As a consolation for your prior inconvenience, he has made certain to prepare for your visit. Reaching across his desk with a flourish, he presents you with his contribution, a check for $5,000 from his personal account. J.C. notes that you will make your “quota” if everybody does his or her share. Commending you for your efforts on behalf of The No Settlement Home, he walks briskly toward the door.

3. The Pleze-Fill-Us Academy

The Pleze-Fill-Us Academy in Boston has a liberal educational philosophy and enjoys a reputation as a pioneer in offering students of both sexes an open learning environment.

Established 90 years ago, the Academy places heavy emphasis on independent study. Its program ranges from nursery though high school, and the enrollment now stands at 600 students. The Academy draws students from all economic levels due to the large number of scholarships available.

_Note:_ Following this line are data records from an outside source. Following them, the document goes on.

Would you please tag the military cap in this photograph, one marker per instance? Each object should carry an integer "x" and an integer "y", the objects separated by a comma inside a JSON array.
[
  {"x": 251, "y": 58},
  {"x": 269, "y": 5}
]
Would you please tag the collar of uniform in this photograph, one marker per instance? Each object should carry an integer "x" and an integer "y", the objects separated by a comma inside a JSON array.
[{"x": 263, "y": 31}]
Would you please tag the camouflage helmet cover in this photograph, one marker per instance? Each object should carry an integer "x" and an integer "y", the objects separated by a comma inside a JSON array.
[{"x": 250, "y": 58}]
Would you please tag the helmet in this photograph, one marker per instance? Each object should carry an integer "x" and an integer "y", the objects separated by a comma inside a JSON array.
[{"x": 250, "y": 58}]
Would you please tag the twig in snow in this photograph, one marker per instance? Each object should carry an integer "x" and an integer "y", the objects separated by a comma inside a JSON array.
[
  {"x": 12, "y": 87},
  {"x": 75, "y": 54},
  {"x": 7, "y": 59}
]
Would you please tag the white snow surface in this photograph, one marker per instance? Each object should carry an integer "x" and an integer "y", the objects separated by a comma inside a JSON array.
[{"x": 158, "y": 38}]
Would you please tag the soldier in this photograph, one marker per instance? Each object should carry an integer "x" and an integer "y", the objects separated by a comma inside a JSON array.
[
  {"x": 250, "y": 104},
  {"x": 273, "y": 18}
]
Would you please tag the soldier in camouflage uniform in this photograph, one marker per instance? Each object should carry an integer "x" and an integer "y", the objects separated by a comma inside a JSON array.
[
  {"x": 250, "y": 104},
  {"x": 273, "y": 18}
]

The Academy has embarked on a capital campaign of $5 million to support a new early childhood center and renovate and enlarge the central library of the current high school.

Your prospect is: Mr. Izzy Worthmore – “On A Fixed Income.” Mr. Isaiah Worthmore, known to his very few friends as “Izzy,” is the last of a very distinguished Boston family. His great-grandfather, the Rev. I. M. Worthmore, was a pillar of the Boston community. His grandfather, Izaak Worthmore, founded a uniform manufacturing company and for many years controlled the sale of uniforms to the United States Armed Services. Izzy’s father sold the business for $30 million in 1931 and became Chairman of the Board of Harvard University.

Izzy Worthmore’s inheritance, received upon his father’s early death in 1940, was reputed to be in the neighborhood of $40 million. Now Izzy, who never married, lives modestly just outside of Boston, in Lincoln. In the summers, he moves out to the tiny, Spartan bungalow he keeps on Cape Cod, where he paints seascapes. At 79, he is the last of the Worthmores and is in excellent health, although he points out to you that both he and his lawyer think it is prudent to save his money in case he gets ill in his older age. He is very concerned about rising medical costs.

Despite his wealth and the fact that he has given faithfully to the Annual Fund every year since his graduation in 1933 (his last gift was $10,000), Izzy is not known as a philanthropist. He agrees, however, to meet you at his club for lunch. You are seeking a $250,000 gift for your capital campaign.

Training volunteers to solicit is a demanding job, requiring a considerable commitment of staff time. As we all know, however, most large gifts and many small ones are the direct result of formalizing the process and teaching volunteers to ask for the gift in the right way. Workshops can be fun, too; volunteers can get to know each other in a relaxed, and often humorous, setting and walk away more inspired to support your cause. These hypothetical scenarios, and others you may think of, should be versatile enough so that they can be used over and over again to help your volunteer solicitors turn daunting assignments into success stories.